Com a captura e morte de Ogé, Toussaint Louverture assumiu a liderança na luta dos africanos pela liberdade. Os haitianos derrotaram os donos de escravos, mais de 60 mil soldados enviados pela Inglaterra e, também, 43 mil soldados do exército de Napoleão Bonaparte, tido na época como “o invencível”.
Em 1803, Louverture foi preso e assassinado pelos franceses e seu guerrilheiro Jean Jacques Dessalines assumiu a liderança da revolução e conduziu o país à independência no 1º de janeiro do ano seguinte. O país declarou oficialmente o fim da escravidão e passou a se chamar Haiti, em homenagem aos povos originários exterminados pelos europeus.
As haitianas da revolução
Apesar de a revolução do Haiti ter sido composta por homens e mulheres, a história “apagou” a participação feminina, que exerceu um papel fundamental na luta em conjunto com figuras como Louverture e Dessalines.
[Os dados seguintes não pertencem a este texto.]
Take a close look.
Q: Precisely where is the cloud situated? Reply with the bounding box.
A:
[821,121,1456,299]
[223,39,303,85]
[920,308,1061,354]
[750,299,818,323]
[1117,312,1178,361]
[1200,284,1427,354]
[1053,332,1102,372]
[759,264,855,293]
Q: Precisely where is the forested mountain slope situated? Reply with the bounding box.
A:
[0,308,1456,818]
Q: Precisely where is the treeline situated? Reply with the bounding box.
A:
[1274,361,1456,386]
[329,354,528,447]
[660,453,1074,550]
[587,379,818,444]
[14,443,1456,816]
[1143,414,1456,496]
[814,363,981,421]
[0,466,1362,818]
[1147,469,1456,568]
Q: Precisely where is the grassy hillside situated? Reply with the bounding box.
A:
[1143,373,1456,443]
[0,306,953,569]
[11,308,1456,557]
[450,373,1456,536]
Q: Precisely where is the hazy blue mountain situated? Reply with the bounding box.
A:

É o caso de Suzanne Sanité Bélair, que participou ativamente na luta contra a escravidão. Suzanne serviu ao exército de Louverture como sargento e em razão de suas habilidades de persuasão se tornou uma tenente à frente da maioria das batalhas em sua cidade natal L’artbonite e responsável pela revolta de quase toda a população escravizada contra seus proprietários. Ganhou ainda mais destaque ao participar do confronto com o exército de Napoleão.
Descrita como “Tigreza da Revolução”, ela foi capturada pelos franceses em outubro de 1802 e condenada à morte por decapitação. Mesmo diante da morte, manteve sua bravura e em seu último ato gritou “Liberdade. Não para a escravidão!”.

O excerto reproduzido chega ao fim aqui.